Update bootstrap in the webapps

[ThorbenLindhauer]

This issue was imported from JIRA:

Field	Value
JIRA Link	CAM-14882
Reporter	@ThorbenLindhauer
Has restricted visibility comments	true

---

Acceptance Criteria (Required on creation):

• Bootstrap is updated to the latest version

Breakdown

Migrating to Bootstrap 4

Effort: S

• [ ] Replace the npm package angular-ui-bootstrap with ui-bootstrap4
• [ ] Bump the bootstrap npm package to version 4

Migrating to Bootstrap 5

Effort: M

• [ ] Merge the needed components of ui-bootstrap4 into our codebase
• [ ] Bump the bootstrap npm package to version 5
• [ ] Migrate the merged components of ui-bootstrap4 to bootstrap@5
• [ ] Understand, and decide which tests should be taken over and how they can be integrated into our CI
• [ ] Write internal documentation on how to work with the migrated components

Generic tasks

Effort: M

• [ ] Migrate custom LESS styles to SCSS, aka SASS
• [ ] [OPTIONAL] Make custom styles independent from Bootstrap to avoid breaking changes in the future (potentially when we need to migrate to bootstrap@6)
  • Remove/refactor Bootstrap references to functions / mixins / variables
• [ ] Adjust names of CSS classes in custom styles and template files (*.html)
  • Here is a list of renamed/removed classes for bootstrap@4: http://upgrade-bootstrap.bootply.com/
  • Search & replace might be acceptable unless the respective CSS class was removed or the DOM structure has changed
  • Review code produced via search & replace carefully
• [ ] Reintroduce the icon font "Glyphicon" since it has been removed with Bootstrap 4
• [ ] Review migration guides, understand the implications, take necessary actions
  • Migrating to v4
  • Migrating to v5
• [ ] Review the behavior and look & feel of all the views and apply changes as needed to fix problems and bring back the previous look & feel (pay attention to the style (size, position, and color) of UI elements as well as their behavior)
  • IMHO, it is not necessary to be nitpicking here; a little face-lift of the Webapps is acceptable, probably unavoidable, and lies in the nature of things; however, users should be able to recognize the Webapps after migrating it
• [ ] Work in small iterations, release often to get feedback early (i.e., merge code at an early stage, so it's included in alpha releases), and involve the QA team from the beginning

Hints (optional)

Screencast of Cockpit with Bootstrap 4 without further optimizations:

https://user-images.githubusercontent.com/3015690/202664590-a9b5927d-dd54-4edc-bb4a-942d6f521bd7.mov

Links

• is depended on by https://jira.camunda.com/browse/SEC-161
• WIP branches of the Bootstrap 4 update:
  • https://github.com/camunda/camunda-bpm-platform/tree/bootstrap4
  • https://github.com/camunda/camunda-bpm-platform-ee/tree/bootstrap4

[davidmstirn]

Any update on this?
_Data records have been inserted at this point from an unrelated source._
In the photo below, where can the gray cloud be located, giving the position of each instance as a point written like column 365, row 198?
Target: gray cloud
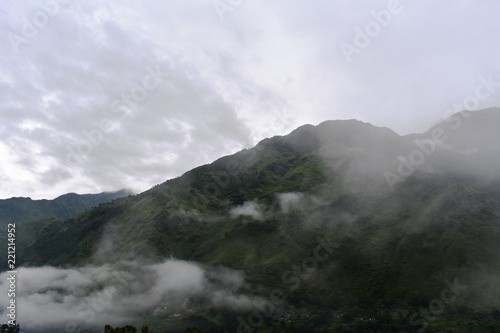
column 230, row 83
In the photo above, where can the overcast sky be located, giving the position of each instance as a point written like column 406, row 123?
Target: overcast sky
column 103, row 95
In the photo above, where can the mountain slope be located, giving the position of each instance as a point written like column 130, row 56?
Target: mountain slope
column 265, row 210
column 22, row 210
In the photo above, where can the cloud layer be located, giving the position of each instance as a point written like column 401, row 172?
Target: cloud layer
column 74, row 80
column 97, row 295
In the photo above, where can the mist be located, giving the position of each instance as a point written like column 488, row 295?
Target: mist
column 51, row 297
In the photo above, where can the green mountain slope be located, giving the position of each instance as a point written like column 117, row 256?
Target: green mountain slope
column 265, row 210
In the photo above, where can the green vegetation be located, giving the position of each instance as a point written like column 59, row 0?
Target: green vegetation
column 392, row 253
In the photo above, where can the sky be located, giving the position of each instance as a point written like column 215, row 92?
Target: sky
column 100, row 96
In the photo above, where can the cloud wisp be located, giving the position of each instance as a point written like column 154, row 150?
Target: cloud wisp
column 50, row 297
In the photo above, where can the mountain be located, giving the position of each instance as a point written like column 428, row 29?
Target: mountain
column 23, row 210
column 360, row 229
column 31, row 217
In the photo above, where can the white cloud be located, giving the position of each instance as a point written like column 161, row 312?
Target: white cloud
column 97, row 295
column 230, row 82
column 249, row 208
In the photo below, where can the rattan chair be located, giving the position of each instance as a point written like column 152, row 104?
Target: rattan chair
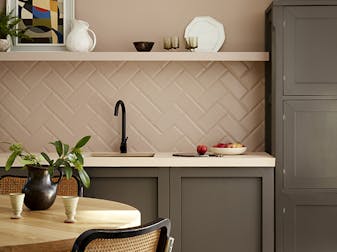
column 152, row 237
column 14, row 184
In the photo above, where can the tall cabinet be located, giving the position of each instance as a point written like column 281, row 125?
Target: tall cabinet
column 301, row 122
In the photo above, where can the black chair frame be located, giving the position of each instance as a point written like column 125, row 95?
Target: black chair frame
column 79, row 183
column 163, row 224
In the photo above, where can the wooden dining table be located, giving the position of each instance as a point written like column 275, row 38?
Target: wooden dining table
column 46, row 231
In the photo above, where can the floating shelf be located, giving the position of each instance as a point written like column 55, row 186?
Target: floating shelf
column 134, row 56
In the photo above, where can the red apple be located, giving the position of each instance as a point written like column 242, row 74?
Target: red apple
column 201, row 149
column 220, row 145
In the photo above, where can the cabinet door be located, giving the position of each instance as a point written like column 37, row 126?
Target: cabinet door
column 310, row 222
column 146, row 189
column 310, row 50
column 310, row 144
column 222, row 209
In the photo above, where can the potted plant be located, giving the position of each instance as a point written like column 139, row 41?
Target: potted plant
column 40, row 190
column 8, row 29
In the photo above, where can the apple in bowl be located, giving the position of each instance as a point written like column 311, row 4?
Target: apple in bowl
column 201, row 149
column 221, row 149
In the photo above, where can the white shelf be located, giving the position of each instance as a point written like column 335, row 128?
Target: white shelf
column 134, row 56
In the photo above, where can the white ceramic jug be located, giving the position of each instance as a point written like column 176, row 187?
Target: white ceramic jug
column 78, row 40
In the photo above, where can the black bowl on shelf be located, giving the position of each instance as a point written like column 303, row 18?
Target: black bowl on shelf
column 143, row 46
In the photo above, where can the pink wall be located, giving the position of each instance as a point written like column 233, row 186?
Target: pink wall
column 171, row 106
column 118, row 23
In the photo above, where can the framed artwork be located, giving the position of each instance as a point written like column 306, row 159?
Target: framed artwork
column 46, row 23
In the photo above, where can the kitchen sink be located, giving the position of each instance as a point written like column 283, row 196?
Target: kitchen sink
column 118, row 154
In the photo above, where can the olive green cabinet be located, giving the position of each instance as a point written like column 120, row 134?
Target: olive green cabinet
column 222, row 209
column 301, row 122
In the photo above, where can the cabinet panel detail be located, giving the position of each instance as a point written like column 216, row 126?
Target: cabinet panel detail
column 310, row 136
column 216, row 209
column 310, row 50
column 311, row 224
column 225, row 209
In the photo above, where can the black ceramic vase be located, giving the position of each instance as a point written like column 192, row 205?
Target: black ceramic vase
column 40, row 190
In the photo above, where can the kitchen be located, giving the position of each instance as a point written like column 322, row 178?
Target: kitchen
column 172, row 106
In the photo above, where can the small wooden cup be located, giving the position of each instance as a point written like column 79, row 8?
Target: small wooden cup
column 70, row 205
column 16, row 203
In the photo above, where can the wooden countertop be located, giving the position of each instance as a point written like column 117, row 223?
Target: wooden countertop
column 249, row 159
column 46, row 231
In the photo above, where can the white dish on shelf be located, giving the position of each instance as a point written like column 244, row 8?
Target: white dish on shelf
column 228, row 151
column 210, row 33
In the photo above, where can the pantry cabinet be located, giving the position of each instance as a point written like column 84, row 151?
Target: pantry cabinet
column 301, row 122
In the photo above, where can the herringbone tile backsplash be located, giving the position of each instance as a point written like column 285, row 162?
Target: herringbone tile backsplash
column 171, row 106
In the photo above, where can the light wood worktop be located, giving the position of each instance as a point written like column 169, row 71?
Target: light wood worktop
column 249, row 159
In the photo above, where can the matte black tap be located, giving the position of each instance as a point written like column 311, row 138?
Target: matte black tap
column 123, row 147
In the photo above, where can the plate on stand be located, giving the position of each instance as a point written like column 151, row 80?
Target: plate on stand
column 210, row 33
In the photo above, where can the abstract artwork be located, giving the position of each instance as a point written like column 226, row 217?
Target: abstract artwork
column 46, row 23
column 43, row 21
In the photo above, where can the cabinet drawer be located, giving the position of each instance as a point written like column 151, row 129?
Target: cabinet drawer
column 310, row 144
column 310, row 50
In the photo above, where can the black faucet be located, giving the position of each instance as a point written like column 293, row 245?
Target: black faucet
column 123, row 147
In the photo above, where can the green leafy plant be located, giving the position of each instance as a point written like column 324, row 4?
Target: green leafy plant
column 68, row 159
column 8, row 26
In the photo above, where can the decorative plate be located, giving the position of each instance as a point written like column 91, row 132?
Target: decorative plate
column 210, row 33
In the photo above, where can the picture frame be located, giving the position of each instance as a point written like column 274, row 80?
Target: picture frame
column 46, row 23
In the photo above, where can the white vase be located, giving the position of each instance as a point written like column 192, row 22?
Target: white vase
column 5, row 44
column 79, row 40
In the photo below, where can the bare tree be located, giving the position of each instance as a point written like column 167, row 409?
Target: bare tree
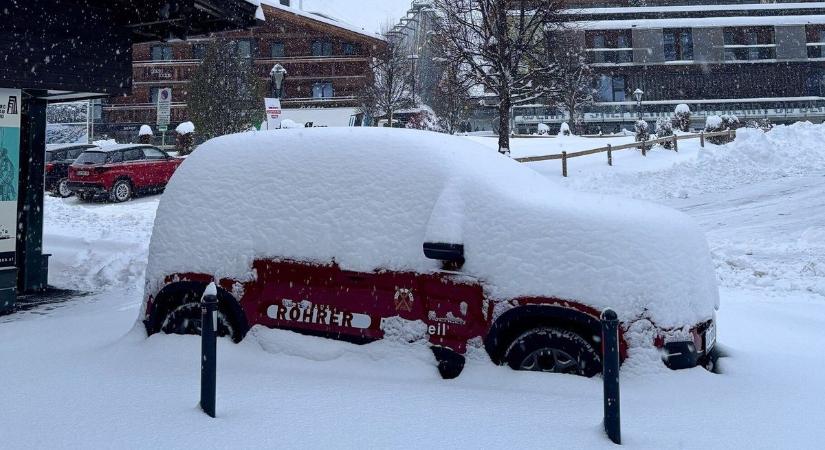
column 574, row 78
column 389, row 89
column 502, row 42
column 451, row 100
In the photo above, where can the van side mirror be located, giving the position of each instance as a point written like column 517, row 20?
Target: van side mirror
column 451, row 255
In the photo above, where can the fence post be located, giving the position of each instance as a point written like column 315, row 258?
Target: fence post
column 564, row 164
column 610, row 373
column 209, row 329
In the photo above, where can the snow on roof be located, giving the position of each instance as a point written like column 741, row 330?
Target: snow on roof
column 700, row 22
column 185, row 128
column 55, row 147
column 370, row 197
column 325, row 18
column 104, row 147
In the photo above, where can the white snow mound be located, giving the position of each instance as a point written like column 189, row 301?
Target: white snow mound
column 370, row 197
column 185, row 128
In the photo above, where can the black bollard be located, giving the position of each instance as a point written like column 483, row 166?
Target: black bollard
column 610, row 372
column 209, row 338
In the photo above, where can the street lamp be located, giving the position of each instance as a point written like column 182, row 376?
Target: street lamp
column 638, row 93
column 277, row 74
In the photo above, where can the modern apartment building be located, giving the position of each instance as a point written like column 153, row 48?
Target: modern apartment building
column 752, row 59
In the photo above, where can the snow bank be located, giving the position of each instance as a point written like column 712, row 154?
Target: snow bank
column 753, row 157
column 185, row 128
column 369, row 198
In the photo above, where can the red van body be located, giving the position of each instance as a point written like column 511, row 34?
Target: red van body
column 326, row 301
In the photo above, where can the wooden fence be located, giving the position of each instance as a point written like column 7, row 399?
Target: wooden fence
column 644, row 146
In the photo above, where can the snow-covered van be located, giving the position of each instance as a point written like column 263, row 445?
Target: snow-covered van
column 353, row 233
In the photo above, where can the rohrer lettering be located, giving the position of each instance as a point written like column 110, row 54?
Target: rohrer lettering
column 318, row 315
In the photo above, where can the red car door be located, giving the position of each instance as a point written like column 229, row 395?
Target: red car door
column 156, row 167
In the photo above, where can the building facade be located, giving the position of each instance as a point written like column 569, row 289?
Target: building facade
column 752, row 59
column 327, row 62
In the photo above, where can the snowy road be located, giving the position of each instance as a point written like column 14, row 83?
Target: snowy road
column 88, row 381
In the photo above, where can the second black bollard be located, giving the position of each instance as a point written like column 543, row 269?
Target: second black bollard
column 610, row 372
column 209, row 338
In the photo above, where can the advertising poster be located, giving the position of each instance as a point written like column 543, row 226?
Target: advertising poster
column 10, row 100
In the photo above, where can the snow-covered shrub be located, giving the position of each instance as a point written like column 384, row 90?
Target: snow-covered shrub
column 664, row 129
column 681, row 117
column 642, row 130
column 185, row 140
column 724, row 122
column 145, row 134
column 424, row 120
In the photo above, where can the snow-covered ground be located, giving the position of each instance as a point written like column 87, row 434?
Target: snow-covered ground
column 82, row 376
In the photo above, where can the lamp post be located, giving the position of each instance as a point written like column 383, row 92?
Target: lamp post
column 277, row 75
column 638, row 93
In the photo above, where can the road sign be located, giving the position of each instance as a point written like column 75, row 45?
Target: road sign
column 273, row 113
column 164, row 106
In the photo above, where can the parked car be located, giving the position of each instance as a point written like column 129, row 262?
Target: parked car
column 121, row 171
column 361, row 234
column 58, row 159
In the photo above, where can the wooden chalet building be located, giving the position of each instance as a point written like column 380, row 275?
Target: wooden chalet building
column 327, row 63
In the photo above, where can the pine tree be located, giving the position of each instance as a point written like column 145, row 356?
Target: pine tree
column 502, row 42
column 225, row 95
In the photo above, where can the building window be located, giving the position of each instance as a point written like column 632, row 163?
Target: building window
column 816, row 41
column 322, row 90
column 351, row 49
column 198, row 51
column 276, row 50
column 153, row 94
column 678, row 45
column 244, row 48
column 611, row 88
column 322, row 48
column 161, row 53
column 610, row 46
column 749, row 44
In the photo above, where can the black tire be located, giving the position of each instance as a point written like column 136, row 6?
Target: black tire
column 186, row 319
column 121, row 191
column 61, row 188
column 553, row 350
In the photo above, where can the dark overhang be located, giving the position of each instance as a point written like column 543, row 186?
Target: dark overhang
column 73, row 49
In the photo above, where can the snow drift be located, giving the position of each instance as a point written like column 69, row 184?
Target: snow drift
column 370, row 197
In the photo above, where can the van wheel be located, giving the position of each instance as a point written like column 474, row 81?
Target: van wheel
column 61, row 189
column 186, row 319
column 121, row 191
column 553, row 350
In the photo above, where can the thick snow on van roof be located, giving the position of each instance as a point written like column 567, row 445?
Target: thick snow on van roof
column 368, row 199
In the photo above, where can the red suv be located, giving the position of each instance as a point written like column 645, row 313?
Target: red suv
column 121, row 171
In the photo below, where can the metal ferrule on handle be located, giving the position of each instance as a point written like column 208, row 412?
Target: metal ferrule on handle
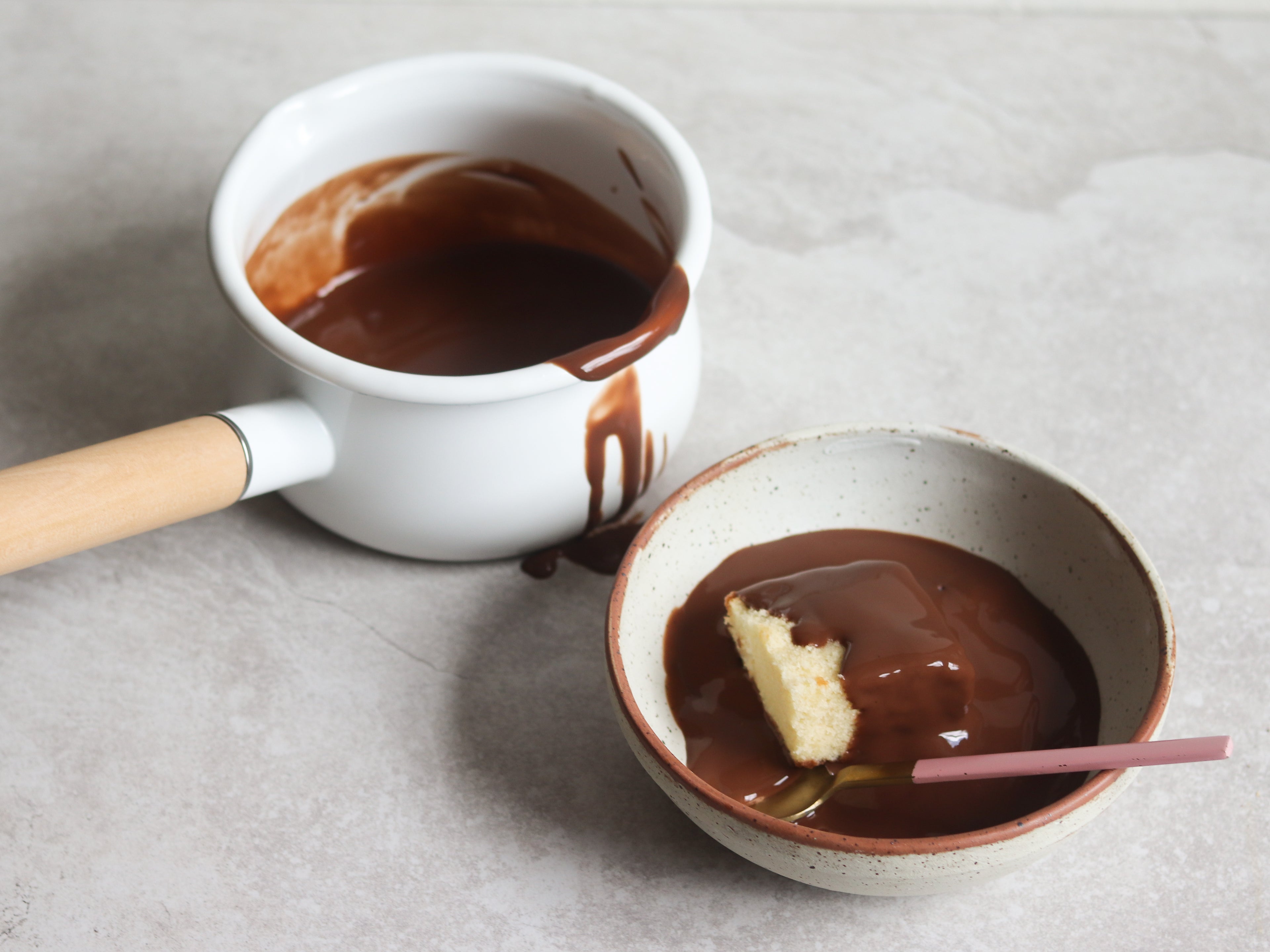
column 87, row 498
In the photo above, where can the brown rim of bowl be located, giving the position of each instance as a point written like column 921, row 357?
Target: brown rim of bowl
column 821, row 840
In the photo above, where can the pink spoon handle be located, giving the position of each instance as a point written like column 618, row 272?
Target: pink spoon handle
column 1109, row 757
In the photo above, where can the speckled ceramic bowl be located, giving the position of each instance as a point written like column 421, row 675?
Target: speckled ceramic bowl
column 999, row 503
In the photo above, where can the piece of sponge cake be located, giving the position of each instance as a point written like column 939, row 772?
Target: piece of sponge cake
column 801, row 686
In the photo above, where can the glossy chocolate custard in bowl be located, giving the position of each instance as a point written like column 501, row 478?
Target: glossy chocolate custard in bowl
column 451, row 266
column 945, row 654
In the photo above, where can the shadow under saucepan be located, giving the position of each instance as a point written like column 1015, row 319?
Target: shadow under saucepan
column 106, row 339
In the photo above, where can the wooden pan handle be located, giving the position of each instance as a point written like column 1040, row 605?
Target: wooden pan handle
column 100, row 494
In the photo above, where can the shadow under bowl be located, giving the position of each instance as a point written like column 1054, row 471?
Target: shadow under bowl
column 1015, row 511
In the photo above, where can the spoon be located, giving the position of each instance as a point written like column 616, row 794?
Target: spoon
column 818, row 785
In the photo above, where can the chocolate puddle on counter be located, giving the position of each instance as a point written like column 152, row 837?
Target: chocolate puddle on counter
column 449, row 266
column 616, row 413
column 1033, row 689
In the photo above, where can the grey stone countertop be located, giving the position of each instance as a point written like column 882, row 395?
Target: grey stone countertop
column 244, row 733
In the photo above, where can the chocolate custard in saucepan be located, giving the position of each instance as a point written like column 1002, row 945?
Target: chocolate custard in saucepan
column 900, row 605
column 447, row 266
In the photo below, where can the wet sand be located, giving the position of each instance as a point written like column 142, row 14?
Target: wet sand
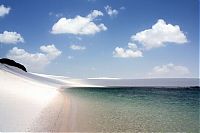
column 54, row 117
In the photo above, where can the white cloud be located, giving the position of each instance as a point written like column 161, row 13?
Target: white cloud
column 58, row 15
column 169, row 71
column 4, row 10
column 126, row 53
column 160, row 34
column 132, row 46
column 10, row 37
column 35, row 61
column 111, row 12
column 70, row 57
column 79, row 25
column 77, row 47
column 122, row 8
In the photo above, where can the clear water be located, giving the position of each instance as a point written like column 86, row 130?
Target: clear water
column 134, row 109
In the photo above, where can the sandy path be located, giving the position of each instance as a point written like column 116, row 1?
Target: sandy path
column 54, row 117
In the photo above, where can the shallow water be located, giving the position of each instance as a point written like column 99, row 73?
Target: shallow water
column 134, row 109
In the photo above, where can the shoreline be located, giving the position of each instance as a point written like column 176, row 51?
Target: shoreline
column 54, row 117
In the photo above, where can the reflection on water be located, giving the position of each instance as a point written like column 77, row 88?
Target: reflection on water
column 134, row 109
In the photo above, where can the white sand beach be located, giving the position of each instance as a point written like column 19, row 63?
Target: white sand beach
column 35, row 102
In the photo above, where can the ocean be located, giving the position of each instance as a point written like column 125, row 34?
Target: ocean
column 134, row 109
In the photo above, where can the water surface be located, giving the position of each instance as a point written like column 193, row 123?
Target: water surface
column 134, row 109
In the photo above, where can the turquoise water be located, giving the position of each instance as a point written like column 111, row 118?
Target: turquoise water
column 134, row 109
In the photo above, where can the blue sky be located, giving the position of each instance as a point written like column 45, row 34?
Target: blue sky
column 102, row 38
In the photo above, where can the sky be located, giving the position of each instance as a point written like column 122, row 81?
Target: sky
column 102, row 38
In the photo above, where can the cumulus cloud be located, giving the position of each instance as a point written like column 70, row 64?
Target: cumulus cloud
column 77, row 47
column 160, row 34
column 4, row 10
column 169, row 71
column 79, row 25
column 111, row 12
column 70, row 57
column 10, row 37
column 35, row 61
column 127, row 53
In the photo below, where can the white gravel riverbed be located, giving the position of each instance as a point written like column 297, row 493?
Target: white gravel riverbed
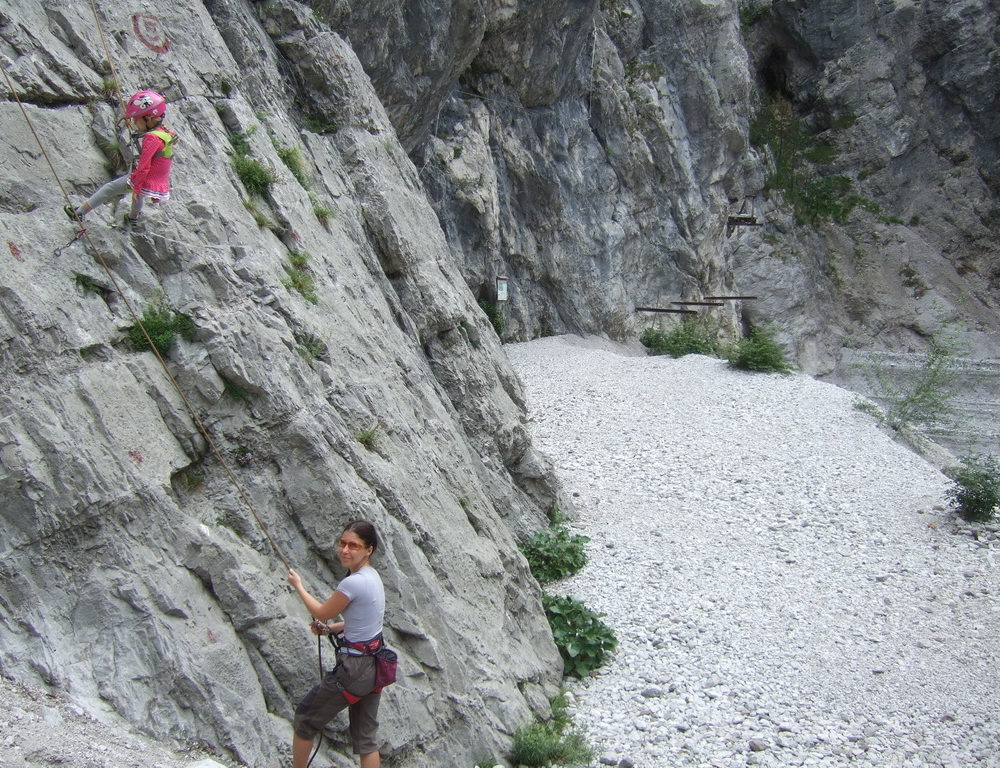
column 786, row 582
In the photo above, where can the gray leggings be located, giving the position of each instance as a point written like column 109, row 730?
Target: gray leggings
column 113, row 190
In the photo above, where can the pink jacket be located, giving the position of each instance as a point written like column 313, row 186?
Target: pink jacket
column 151, row 177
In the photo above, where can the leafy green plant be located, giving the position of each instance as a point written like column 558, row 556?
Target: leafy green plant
column 922, row 396
column 299, row 276
column 537, row 745
column 240, row 141
column 758, row 352
column 323, row 213
column 552, row 742
column 109, row 88
column 555, row 553
column 582, row 638
column 688, row 338
column 89, row 285
column 260, row 218
column 814, row 196
column 975, row 493
column 311, row 347
column 493, row 313
column 162, row 324
column 368, row 437
column 292, row 158
column 234, row 391
column 257, row 178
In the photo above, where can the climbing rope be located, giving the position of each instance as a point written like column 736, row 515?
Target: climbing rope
column 138, row 321
column 107, row 56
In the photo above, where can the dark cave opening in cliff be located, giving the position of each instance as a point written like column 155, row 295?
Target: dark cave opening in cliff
column 773, row 74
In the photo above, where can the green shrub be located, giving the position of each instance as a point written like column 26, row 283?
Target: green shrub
column 923, row 396
column 798, row 159
column 555, row 554
column 257, row 178
column 292, row 158
column 312, row 347
column 162, row 324
column 493, row 313
column 689, row 338
column 541, row 744
column 323, row 213
column 260, row 218
column 300, row 277
column 758, row 352
column 240, row 142
column 537, row 745
column 975, row 493
column 582, row 638
column 368, row 437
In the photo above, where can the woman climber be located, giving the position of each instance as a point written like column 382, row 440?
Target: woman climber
column 353, row 683
column 151, row 176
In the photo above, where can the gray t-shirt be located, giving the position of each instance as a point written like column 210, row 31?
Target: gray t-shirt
column 363, row 615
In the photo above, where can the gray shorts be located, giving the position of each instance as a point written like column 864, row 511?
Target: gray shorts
column 322, row 703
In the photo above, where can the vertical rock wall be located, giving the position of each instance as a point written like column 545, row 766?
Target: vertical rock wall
column 135, row 578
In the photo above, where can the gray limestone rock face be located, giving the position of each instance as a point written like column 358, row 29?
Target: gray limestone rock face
column 138, row 568
column 343, row 355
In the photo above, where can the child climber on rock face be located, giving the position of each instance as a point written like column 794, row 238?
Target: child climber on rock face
column 151, row 176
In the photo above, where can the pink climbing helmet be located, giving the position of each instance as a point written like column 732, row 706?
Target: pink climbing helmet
column 144, row 104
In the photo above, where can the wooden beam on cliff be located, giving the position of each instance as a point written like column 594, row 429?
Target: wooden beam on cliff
column 671, row 311
column 741, row 220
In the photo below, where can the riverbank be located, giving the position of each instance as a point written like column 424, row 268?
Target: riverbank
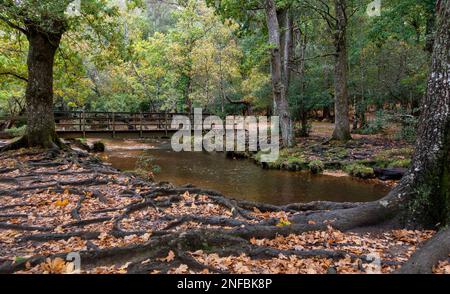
column 368, row 157
column 55, row 203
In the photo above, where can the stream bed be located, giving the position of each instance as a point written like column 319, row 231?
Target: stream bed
column 241, row 179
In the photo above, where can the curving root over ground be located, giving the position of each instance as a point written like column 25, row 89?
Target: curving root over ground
column 55, row 203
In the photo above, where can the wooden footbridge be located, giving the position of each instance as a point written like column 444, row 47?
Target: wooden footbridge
column 77, row 124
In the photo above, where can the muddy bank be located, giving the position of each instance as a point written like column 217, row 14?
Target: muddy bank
column 54, row 203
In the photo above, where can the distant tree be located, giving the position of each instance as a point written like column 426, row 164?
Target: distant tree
column 44, row 23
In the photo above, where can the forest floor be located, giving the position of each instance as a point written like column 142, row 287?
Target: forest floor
column 368, row 157
column 56, row 203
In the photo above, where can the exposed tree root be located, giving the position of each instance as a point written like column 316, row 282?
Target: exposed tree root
column 434, row 250
column 224, row 234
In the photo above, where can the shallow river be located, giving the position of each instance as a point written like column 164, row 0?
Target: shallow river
column 240, row 179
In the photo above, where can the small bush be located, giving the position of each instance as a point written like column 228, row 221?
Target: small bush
column 98, row 147
column 360, row 171
column 16, row 132
column 316, row 166
column 401, row 163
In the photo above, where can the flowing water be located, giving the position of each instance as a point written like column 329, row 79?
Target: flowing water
column 239, row 179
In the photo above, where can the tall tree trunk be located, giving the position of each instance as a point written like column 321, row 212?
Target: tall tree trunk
column 431, row 160
column 342, row 122
column 279, row 90
column 39, row 93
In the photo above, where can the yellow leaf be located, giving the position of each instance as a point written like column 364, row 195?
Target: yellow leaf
column 170, row 256
column 62, row 203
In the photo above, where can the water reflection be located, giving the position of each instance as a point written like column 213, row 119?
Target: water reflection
column 240, row 178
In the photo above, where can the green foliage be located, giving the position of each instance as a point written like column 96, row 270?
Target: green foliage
column 316, row 166
column 360, row 171
column 16, row 132
column 375, row 126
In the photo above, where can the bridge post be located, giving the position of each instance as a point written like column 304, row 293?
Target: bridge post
column 83, row 115
column 141, row 121
column 166, row 122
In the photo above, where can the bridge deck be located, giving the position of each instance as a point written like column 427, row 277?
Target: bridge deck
column 75, row 124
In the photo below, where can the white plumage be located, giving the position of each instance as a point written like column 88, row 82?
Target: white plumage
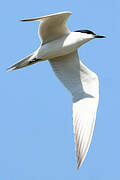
column 59, row 46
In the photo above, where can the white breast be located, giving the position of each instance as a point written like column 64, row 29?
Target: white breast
column 61, row 46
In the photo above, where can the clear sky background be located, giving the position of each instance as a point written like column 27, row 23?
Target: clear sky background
column 36, row 132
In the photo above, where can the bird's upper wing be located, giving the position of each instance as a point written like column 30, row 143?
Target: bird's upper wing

RetireJS via the OWASP Dependency Checker is reporting Bootstrap versions < 4.0.0 as EOL and flagging the Camunda Webapps for usage of Bootstrap version 3.4.1.

[davidmstirn]

Update: RetireJS via the OWASP Dependency Checker is reporting Bootstrap versions <= 3.4.1 as having a XSS vulnerability in the carousel component and flagging the Camunda Webapps for usage of Bootstrap version 3.4.1.

Any update as to when this library will be updated would be greatly appreciated @ThorbenLindhauer @tasso94

[tasso94]

Hi @davidmstirn,

Thank you for bringing this to our attention.

We are aware of the vulnerabilities, but we believe the Camunda 7 Web apps are not affected.

In our code, we don't use any of those plugins and attributes affected by the security vulnerabilities:

• Carousel component data-slide and data-slide-to attributes: CE
• Button plugin data--text attribute: [CE](https://github.com/search?q=repo%3Acamunda%2Fcamunda-bpm-platform+%2Fdata-%5B%5Cw%5D-text%2F&type=code)

On top of this, our default Content Security Policy configuration prevents XSS attacks: https://docs.camunda.org/manual/7.21/webapps/shared-options/header-security/#content-security-policy

If you are still concerned about the vulnerability scanner hits, we are exploring options for fixing these vulnerabilities nonetheless. We will post an update once we can share more information.

Best, Tassilo

[davidmstirn]

Thank you for the reply @tasso94 , that satisfies my concern regarding the scanner findings.